Confidential document reveals Obama's hardline US climate talk strategy
Document outlines key messages the Obama administration wants to convey in the run-up to UN climate talks in Mexico in November
The document outlines key messages the Obama administration wants to convey in the run-up to UN climate talks in Mexico in November. Photograph: Anja Niedringhaus/AP
A document accidentally left on a European hotel computer and passed to the Guardian reveals the US government's increasingly controversial strategy in the global UN climate talks.
Titled Strategic communications objectives and dated 11 March 2010, it outlines the key messages that the Obama administration wants to convey to its critics and to the world media in the run-up to the vital UN climate talks in Cancun, Mexico in November. (You can read the document text below).

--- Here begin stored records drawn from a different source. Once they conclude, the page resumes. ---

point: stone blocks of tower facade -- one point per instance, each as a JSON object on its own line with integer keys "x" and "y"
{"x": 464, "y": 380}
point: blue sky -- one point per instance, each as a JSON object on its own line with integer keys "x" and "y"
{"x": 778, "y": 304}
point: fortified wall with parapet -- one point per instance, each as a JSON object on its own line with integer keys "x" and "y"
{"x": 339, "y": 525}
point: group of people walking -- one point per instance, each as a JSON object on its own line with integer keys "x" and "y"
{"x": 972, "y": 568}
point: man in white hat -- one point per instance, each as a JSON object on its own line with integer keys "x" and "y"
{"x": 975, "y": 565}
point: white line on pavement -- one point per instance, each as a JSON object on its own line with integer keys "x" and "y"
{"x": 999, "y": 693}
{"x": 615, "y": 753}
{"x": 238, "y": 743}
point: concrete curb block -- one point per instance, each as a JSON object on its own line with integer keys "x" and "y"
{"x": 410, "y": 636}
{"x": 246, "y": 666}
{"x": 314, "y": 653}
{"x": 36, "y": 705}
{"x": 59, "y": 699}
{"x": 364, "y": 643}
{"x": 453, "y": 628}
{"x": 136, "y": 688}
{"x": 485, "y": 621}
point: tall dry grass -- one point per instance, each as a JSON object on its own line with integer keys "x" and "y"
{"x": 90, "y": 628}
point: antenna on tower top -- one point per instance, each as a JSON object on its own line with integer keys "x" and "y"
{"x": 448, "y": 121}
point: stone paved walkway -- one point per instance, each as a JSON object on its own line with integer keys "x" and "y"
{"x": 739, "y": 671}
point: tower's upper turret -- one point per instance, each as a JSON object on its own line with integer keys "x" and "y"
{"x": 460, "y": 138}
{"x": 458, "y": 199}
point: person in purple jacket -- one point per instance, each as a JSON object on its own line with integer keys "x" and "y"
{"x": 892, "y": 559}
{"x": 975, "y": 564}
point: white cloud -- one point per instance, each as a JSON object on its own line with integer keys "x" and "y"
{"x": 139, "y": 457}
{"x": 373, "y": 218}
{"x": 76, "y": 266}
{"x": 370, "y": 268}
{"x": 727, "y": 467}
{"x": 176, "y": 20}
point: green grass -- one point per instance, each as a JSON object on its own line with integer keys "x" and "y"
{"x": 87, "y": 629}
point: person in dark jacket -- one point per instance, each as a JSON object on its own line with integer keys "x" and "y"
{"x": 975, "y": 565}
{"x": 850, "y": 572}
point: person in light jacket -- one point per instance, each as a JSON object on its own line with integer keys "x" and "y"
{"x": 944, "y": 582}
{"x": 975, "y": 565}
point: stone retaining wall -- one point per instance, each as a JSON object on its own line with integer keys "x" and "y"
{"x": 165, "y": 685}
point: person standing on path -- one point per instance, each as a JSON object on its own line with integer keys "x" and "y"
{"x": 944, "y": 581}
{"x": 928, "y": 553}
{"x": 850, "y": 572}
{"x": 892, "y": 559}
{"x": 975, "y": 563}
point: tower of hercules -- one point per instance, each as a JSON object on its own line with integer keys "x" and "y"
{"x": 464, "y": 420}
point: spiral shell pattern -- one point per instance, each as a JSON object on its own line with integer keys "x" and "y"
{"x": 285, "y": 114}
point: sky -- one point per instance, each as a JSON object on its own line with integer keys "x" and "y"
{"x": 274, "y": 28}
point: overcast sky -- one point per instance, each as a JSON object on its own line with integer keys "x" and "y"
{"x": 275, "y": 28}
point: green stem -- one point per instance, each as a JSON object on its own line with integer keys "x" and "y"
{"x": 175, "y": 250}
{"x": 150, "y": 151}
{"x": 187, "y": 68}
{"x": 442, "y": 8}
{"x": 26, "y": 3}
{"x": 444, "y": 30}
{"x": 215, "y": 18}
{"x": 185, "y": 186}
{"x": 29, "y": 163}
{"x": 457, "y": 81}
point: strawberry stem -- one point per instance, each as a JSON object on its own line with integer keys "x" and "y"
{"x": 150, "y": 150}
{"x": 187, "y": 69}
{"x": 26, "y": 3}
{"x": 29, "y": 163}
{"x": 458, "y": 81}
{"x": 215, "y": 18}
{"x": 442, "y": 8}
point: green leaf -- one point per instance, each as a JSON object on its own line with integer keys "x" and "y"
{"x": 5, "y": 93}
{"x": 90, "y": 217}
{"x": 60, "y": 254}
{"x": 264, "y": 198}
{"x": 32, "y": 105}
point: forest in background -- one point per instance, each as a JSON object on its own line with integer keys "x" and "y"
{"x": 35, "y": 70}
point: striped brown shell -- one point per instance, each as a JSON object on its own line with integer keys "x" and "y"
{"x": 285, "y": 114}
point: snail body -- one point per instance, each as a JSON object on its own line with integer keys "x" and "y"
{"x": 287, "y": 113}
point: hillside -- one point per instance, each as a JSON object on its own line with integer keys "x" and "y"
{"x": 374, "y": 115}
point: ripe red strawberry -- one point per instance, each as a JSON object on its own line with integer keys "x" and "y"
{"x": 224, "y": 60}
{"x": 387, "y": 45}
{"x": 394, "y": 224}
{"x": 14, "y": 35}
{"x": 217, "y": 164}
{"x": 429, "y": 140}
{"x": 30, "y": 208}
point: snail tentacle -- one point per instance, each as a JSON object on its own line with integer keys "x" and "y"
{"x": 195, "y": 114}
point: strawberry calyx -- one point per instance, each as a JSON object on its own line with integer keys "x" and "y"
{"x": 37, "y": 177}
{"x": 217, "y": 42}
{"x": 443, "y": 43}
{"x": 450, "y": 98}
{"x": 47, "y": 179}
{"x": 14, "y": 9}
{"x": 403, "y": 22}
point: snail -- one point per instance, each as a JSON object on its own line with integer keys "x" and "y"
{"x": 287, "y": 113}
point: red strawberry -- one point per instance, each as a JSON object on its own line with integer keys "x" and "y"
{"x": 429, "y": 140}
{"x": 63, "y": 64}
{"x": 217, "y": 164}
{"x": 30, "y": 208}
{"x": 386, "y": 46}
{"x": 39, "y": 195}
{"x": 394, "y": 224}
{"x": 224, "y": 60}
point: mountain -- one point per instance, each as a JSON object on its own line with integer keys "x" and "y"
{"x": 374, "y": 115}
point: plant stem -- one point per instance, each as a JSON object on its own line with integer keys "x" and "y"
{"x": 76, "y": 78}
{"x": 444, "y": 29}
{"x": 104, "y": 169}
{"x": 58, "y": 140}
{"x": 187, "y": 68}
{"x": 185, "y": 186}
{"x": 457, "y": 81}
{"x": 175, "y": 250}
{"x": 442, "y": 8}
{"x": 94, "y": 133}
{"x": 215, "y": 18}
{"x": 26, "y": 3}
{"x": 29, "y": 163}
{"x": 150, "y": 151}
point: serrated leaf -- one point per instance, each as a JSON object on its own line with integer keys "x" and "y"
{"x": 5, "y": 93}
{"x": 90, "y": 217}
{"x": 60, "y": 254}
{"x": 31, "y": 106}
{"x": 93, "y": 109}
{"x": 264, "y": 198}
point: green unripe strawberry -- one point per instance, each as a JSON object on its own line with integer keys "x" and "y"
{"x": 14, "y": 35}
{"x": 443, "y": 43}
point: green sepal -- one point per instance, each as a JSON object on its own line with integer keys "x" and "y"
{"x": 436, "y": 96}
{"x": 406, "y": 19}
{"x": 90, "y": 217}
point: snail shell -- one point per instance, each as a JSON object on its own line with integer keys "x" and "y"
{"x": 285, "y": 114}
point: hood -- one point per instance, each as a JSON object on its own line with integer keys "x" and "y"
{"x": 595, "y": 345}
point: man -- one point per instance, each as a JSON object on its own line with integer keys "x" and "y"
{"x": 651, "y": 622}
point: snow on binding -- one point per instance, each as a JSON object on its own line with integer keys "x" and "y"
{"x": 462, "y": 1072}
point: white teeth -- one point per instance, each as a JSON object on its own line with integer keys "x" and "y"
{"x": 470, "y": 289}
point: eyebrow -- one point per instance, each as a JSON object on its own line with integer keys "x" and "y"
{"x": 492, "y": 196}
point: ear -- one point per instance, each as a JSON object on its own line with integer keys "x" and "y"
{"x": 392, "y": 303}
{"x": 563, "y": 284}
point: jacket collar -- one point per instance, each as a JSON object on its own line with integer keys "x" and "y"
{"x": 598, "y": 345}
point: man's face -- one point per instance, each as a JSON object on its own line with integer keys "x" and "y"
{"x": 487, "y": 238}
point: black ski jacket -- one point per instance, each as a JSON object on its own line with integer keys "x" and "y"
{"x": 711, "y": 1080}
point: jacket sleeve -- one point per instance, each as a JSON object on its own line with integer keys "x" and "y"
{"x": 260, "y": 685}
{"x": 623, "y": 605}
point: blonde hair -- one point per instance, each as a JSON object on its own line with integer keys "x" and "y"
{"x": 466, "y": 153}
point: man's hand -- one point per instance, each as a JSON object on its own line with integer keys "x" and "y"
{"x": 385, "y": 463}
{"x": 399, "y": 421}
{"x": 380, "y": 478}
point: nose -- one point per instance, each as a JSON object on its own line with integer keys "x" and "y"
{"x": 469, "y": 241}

Top of the list of objectives is to: "Reinforce the perception that the US is constructively engaged in UN negotiations in an effort to produce a global regime to combat climate change." It also talks of "managing expectations" of the outcome of the Cancun meeting and bypassing traditional media outlets by using podcasts and "intimate meetings" with the chief US negotiator to disarm the US's harsher critics.
But the key phrase is in paragraph three where the author writes: "Create a clear understanding of the CA's [Copenhagen accord's] standing and the importance of operationalising ALL elements."